According to the Native Women’s Association of Canada, approximately 600 Indigenous women have been murdered or found missing within the last three decades in Canada. 2110 Centre Programming and Campaigns Coordinator Bianca Mugyenyi told The Daily in October that proportionally, this number is huge.
“[If you] extrapolated that [number] to the general Canadian population, even just with 583 cases, that would be the equivalent of 20,000 people that had gone missing. That would be all over the news – 20,000 women missing, it’s an epidemic, right?” she said.
Mugyenyi said that Indigenous activists put the number of murdered women closer to 3,000. She said the discrepancy could be attributed to incomplete police records.
Amnesty International Canada reports that Indigenous women in Canada are five to seven times more likely to die of violence than their non-Indigenous counterparts, but that the majority of these cases go unreported.
The march, which had a higher turnout than previous years, began at the corner of St. Laurent and Maisonneuve with a series of speakers and performances, including the Buffalo Hat Singers, a group of contemporary pow wow drummers.
Melissa Dupuis, a representative of Idle No More, Quebec, noted during the opening ceremony that the government was not doing enough to deal with the issue of missing and murdered Indigenous women.

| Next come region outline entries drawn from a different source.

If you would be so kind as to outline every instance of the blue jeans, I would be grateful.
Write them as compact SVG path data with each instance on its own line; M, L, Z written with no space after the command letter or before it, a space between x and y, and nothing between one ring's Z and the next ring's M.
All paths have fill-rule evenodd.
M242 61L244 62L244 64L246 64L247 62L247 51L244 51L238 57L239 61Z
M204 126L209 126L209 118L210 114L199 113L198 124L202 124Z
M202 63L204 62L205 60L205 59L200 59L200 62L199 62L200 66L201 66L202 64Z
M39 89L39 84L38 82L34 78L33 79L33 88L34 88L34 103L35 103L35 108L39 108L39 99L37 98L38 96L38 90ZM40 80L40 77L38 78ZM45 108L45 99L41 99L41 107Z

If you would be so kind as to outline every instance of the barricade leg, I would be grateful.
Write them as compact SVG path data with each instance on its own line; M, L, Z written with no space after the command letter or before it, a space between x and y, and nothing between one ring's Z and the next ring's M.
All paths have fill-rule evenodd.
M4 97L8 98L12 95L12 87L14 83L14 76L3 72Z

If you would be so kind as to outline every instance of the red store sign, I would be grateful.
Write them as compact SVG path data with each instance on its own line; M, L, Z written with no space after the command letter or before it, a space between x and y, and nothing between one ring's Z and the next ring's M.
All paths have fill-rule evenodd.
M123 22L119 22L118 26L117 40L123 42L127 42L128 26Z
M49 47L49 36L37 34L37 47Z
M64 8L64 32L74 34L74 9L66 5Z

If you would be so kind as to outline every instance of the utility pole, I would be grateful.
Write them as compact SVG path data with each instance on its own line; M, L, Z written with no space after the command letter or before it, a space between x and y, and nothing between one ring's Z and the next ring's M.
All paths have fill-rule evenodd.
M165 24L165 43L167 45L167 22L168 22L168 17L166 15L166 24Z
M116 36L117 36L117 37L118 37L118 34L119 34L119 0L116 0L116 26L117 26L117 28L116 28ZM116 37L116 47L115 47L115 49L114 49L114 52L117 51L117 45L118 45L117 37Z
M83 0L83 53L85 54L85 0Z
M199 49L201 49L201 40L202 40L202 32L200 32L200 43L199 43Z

“Harper needs to understand there is an ongoing crisis in the Canadian territory where basic human rights are being neglected and taken away,” she said.
On February 13, Human Rights Watch (HRW), an international human rights group, released a damning report denouncing a lack of action by the government. The report included testimonies from over fifty Indigenous women who had been roughed up, strip-searched, Tasered, pepper-sprayed, raped, and threatened with death at the hands of the Royal Canadian Mounted Police (RCMP) in British Columbia.
Despite public outrage, the Conservative government has so far been dismissive of the findings. Prime Minister Stephen Harper was reported in multiple news outlets to have said that anyone experiencing abuse should go to “the appropriate police so they can investigate.” They should “just get on and do it,” he said.
The Human Rights Watch report is the latest in a string of non-governmental initiatives to address the systematic abuse of Indigenous women.
Online hacker group Anonymous released a map on February 5 that traces missing and murdered Indigenous women. The map, which uses public data from police crime maps, allows people to fill in gaps in formal information by anonymously reporting cases.
Nina Sigalwoitz, a caseworker at Chez Doris, a women’s shelter in Montreal, spoke at the march about her experience giving workshops at Montreal schools. That morning, she had witnessed a complete lack of awareness among students when she discussed her experience as an Indigenous woman.
“These students didn’t even know that Indigenous people exist! They thought there weren’t any in Quebec,” she said to the assembled crowd.
Mirha-Soleil Ross, a representative from Action santé tranvesti(e)s et transsexuel(le)s du Quebec (ASTT(e)Q), was also invited to speak. Ross gave a speech on her experience as a trans* Indigenous person, explaining how reports about missing Indigenous women are suppressed by people in positions of privilege and power.
Prominent Mohawk activist Ellen Gabriel was last to speak before the march began. Gabriel pointed at authority figures as facilitators who perpetuate racist ideologies toward Indigenous people. She noted the pressing need for educational reform that fully acknowledges the Indigenous history of Canada.
Gabriel called for an end to the ongoing colonialism, which she feels is currently put forth by the Harper government and sustained by corporations.
“These tyrants do what they need to do to make a profit. They answer to companies, profit making oil companies, and ignore their people,” she said.
Once the march got underway, it wended its way up St. Laurent, ending at the Parc des Amériques on the corner of Rachel and St. Laurent. The evening closed with musical and spoken word performances, and a closing prayer by Indigenous leader John Cree.